Title: Feast on a Diabetic Diet
Author: Euell and Joe Gibbons
Date: 1973
Publisher: Fawcett / Ballantine
Length: 307 pages of text by Euell Gibbons, including an “expanded” nutrient chart, plus a 7-page foreword by Joe Gibbons, plus an index
Quote: “The proper care of diabetes is also an excellent program to promote general health...the diabetic often outlives his non-diabetic contemporaries.”
Both Gibbons brothers were gourmets, but their paths diverged in Japan in 1942, when Joe Gibbons became diabetic. Euell Gibbons went home to invent European-style recipes for North American native plants; Joe Gibbons went home to convince himself and his doctors that a maintenance diet for diabetics can be interesting.
Although Joe didn’t become diabetic until age 30, he had the so-called “juvenile” type of diabetes which is caused by permanent damage to the pancreas and is therefore harder to control than the usual “adult onset” type. (Strict adherence to a good diet and exercise program will often reverse “adult onset” diabetes.) After hearing this news, Euell avoided Joe for years. When he did visit Joe he was “prepared to conceal my dismay at the way he must by now look, and all that he must have to endure.” He found that diet-consciousness had served Joe well: “My love of good food was beginning to show...he was still slender...still able to put out a hard day’s work. Joe is two years older than I am, but nearly everyone to whom he introduced me thought I was the older brother.” Prepared to make a great display of sacrificial love, Euell consented to eat exactly what Joe ate. And he liked it! After Joe outworked Euell at the wood shop, “for the entire week...[w]e fairly reveled in fine food... Best of all, by the end of the week my trousers began to feel loose.”

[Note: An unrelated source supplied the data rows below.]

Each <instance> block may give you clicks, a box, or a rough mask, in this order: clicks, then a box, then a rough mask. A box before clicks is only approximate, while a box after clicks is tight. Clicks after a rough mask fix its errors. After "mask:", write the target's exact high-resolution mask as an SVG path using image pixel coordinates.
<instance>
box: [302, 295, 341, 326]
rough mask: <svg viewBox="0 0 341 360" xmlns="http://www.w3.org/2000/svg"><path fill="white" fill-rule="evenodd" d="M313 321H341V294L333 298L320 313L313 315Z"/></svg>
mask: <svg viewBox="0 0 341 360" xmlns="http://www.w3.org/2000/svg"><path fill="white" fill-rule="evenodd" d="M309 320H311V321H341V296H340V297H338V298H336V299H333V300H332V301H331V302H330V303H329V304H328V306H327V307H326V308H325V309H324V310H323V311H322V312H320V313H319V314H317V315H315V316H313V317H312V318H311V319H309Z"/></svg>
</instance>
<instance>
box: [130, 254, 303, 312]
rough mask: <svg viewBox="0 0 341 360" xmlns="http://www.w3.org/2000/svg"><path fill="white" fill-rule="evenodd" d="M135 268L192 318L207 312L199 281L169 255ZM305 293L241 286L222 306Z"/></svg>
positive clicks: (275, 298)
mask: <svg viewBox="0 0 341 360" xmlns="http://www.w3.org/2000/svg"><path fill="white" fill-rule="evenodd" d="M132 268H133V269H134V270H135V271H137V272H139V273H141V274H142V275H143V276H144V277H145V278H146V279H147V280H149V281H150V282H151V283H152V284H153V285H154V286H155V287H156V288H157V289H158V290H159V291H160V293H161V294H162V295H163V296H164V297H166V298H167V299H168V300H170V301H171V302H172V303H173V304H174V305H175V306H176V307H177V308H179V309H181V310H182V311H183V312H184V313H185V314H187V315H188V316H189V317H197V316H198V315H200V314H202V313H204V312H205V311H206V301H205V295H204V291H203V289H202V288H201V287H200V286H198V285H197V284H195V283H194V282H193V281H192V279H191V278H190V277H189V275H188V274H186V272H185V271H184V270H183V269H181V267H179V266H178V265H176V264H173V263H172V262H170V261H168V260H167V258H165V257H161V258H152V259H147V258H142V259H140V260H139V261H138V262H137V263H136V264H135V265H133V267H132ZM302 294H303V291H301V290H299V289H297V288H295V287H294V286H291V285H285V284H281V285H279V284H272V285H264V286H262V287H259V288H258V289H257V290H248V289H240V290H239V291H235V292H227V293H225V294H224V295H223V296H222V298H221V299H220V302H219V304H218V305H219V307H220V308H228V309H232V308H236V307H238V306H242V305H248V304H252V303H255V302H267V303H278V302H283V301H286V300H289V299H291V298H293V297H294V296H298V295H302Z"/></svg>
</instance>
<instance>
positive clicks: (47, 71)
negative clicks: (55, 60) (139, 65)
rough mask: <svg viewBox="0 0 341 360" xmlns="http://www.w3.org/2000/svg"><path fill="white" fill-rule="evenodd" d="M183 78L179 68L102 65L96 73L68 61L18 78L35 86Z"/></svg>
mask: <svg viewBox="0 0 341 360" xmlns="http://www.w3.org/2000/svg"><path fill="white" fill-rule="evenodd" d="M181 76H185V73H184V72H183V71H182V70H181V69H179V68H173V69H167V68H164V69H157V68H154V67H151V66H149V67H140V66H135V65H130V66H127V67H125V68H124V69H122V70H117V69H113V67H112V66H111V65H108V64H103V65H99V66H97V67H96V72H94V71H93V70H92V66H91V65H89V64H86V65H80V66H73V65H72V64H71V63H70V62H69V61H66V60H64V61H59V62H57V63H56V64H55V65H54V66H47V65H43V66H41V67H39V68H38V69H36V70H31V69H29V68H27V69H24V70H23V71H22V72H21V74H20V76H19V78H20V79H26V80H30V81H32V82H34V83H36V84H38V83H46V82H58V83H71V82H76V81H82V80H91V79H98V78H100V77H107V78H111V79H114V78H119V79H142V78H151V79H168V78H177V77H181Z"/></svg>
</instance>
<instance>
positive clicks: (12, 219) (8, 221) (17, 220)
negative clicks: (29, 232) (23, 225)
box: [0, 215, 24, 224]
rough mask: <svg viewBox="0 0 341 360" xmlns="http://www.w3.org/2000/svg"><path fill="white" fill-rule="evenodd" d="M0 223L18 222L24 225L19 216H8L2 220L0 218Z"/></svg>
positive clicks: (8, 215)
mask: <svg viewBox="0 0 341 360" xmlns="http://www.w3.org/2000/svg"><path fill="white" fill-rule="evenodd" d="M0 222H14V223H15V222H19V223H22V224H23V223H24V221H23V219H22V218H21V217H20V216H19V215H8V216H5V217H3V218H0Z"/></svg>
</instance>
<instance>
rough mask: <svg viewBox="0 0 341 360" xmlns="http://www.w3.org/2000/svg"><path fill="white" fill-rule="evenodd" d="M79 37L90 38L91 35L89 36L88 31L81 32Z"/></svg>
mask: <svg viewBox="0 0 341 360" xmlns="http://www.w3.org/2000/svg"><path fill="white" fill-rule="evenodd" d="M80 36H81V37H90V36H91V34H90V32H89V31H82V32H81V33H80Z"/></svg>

During the past 35 years, collections of recipes that are safe for diabetics but will appeal to other people have become commonplace. This one is special because of the Gibbons’ willingness to feast on things not everyone recognizes as food. I know of no other diabetic cookbook that features witloof, or tells you to “put a little rockweed or fucus in the pot when [steaming lobster]...otherwise, don’t you dare change or mask that delicious flavor with spices.” The expanded nutrient charts include information for raw bamboo shoots,shelled beechnuts, boysenberries, breadfruit, butternuts, crowder peas, field cress, dasheen, dewberries, dock, haws, loquats, litchis, goat’s milk, and “Opossum, roasted, lean meat only.”
The use of monosodium glutamate and sugar substitutes in some of these recipes turns me off, but most of the recipes are reasonably natural and appealing. When cooks are able to get good-quality natural foods and prepare them in ways that don’t destroy their quality, they can hardly go wrong. These treats are recommended even and especially to people who are not diabetic.
Neither Gibbons brother needs a dollar any more, so Feast on a Diabetic Diet is not a Fair Trade Book. However, it's a small book, so if you buy it in combination with a Fair Trade Book you can save at least one $5 shipping charge--possibly more. Our base price is $5 for the book + $5 for shipping.
I'm surprised monosodium glutamate is still available. I had heard many many years ago that it was unsafe.
ReplyDeleteI've not seen bottles of pure MSG on the market for a while, though I suspect that's what's actually in the alleged soy sauce that I can tolerate. MSG is still very widely used as an additive, though--sometimes identified as MSG on product labels, sometimes disguised as "modified food starch," "spices," or "flavorings."